Philly Tech Meetup’s last event of 2011 was indicative of the entire year: more startups, more people and more excitement.
The ever-growing spin-off of New York Tech Meetup that features local startups demoing what they’ve been working on held its “November” meet up last night at Quorum in University City. Four local companies were on hand for demos.
Recaps after the jump.
Pledge4Good
URL: http://pledge897.elmcitylabs.com
Founders: Vikram Bellapravalu, Lenny Fishman
Pledge4Good aims to streamline the donation process for non-profits and donors. Typically “pledges” are based around the accomplishments of charities. Pledge4Good focuses instead on the accomplishments of users and donors.
Users can pledge money to any charity for activities. For example, a user could pledge “$1 for every mile I run” to a charity of their choice. Users can then mark the task as “completed,” automatically sending the payment to the non-profit and pushing the accomplishment to Twitter and Facebook.
Pledge4Good has outsourced all of its current development and is looking to hire a developer.
The company, launching next week, receives 10 percent of all donations.
Snapline
URL: http://getsnapline.com
Founder: Todd McNeal
Founded by Todd McNeal, a former IBM employee, Snapline personalizes e-commerce sites based on Facebook data. If the user is not signed in through Facebook it will use past purchasing data. Snapline can also use Facebook data to display gift recommendations to friends.
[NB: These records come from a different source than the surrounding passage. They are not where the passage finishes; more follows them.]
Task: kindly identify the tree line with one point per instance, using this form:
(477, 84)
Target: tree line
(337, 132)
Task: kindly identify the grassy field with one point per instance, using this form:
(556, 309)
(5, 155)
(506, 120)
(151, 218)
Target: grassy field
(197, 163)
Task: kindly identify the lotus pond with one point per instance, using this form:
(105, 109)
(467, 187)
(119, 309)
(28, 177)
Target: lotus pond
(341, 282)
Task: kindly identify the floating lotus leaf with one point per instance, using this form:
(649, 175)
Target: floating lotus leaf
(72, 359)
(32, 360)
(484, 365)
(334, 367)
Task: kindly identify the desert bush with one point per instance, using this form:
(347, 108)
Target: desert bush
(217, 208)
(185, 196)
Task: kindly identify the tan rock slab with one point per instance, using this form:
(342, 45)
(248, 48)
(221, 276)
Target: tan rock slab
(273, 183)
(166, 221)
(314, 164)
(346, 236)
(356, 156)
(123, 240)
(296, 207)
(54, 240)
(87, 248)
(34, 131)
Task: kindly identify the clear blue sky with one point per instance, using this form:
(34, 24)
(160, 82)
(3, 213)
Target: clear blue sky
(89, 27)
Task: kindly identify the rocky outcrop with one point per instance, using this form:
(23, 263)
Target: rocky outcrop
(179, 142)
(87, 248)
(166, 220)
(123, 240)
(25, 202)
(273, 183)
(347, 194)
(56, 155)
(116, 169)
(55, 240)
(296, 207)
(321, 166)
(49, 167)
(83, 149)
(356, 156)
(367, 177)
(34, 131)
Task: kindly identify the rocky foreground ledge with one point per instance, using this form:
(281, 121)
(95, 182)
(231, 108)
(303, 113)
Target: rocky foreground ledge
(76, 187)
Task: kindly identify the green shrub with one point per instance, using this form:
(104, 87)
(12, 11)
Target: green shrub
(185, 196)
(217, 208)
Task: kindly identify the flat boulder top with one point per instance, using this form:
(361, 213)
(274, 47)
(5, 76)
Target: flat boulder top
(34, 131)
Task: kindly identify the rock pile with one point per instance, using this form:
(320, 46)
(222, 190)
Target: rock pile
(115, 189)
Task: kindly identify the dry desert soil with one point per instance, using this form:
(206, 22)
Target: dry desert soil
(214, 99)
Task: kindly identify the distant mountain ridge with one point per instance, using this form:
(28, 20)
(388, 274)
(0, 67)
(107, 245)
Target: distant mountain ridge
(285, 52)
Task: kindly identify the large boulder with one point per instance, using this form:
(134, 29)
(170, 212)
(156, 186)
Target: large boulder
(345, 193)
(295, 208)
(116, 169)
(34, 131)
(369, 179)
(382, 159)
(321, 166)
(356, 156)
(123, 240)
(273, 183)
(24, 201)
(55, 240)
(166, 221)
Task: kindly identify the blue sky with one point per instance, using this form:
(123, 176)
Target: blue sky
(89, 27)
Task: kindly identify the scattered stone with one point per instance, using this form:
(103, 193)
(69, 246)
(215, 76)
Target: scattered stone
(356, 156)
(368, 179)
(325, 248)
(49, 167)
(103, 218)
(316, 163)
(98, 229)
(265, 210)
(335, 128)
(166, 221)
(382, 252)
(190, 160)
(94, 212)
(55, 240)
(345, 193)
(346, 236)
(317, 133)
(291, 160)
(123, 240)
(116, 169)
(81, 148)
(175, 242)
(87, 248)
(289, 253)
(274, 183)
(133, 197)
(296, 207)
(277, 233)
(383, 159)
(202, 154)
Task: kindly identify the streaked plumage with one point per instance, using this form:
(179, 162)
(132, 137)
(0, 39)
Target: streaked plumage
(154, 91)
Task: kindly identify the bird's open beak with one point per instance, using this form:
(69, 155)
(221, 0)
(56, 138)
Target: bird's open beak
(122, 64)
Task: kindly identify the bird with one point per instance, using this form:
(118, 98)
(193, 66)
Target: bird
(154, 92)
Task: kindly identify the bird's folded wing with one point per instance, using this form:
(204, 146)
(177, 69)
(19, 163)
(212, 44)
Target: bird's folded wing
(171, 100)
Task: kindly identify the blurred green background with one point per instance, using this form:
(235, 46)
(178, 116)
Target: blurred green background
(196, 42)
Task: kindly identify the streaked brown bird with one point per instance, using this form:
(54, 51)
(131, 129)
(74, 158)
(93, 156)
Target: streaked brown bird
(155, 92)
“If [a user] is single you might want to show engagements rings, but if they’re married you might want to see anniversary pendents,” said McNeal.
Retailers can then see analytics using the demographics provided by Facebook.
The company is bootstrapped and launched with a flower and gift retailer. McNeal said he is looking to add more partners by the end of the year and is also eyeing up funding next year.
Docphin
[vimeo 31008874 w=400 h=225]
Docphin from Docphin on Vimeo.
URL: Docphin.com
Founders: Mitesh Patel, Sachin Nanavati, Derek Juang
Docphin, which has already received coverage on TechCrunch, is a special RSS feed reader takes content from RSS feeds, journals and Twitter so doctors to keep up on news sources based on the diseases and topics they care about most. Medical journals and research materials are often buried under many layers of navigation and often require a subscription fee.
According to DocPhin, doctors are often forced to troll through Google Scholar and medical journals just to keep up on the news. DocPhin can help automatically populate a page based on a doctor’s field and specialty and will sort articles by most commented, most recent and more. The service also helps streamline medical journals and publishers to help entire hospitals access content that they already pay for.
Docphin can also show users what their colleagues are reading so physicians can easily stay up-to-date with peers.
ThaTrunk
URL: http://www.ThaTrunk.com/
Founders: Billy Sierra-Lenhart, Hassan F. Johnson
Getting some practice in before Demo Day next week, DreamIt Ventures company ThaTrunk was on hand to show off its mobile app that uses location to automatically distribute content a network of nearby cell phone users.
ThaTrunk use Bluetooth to “chain” messaging between users within a 32 feet radius.
“It creates an ad hoc infrastructure. Imagine if we were in something like Hurricane Katrina,” said CTO Billy Sierra-Lenhart, “that application could set a precedent to help us connect to one another and not be so dependent on cell phone towers.”
The company did not have a working demo and relied mostly on a slideshow. ThaTrunk says it is already partnering with fellow DreamIt company Supplyhog, formerly Nopone, to help contractors connect.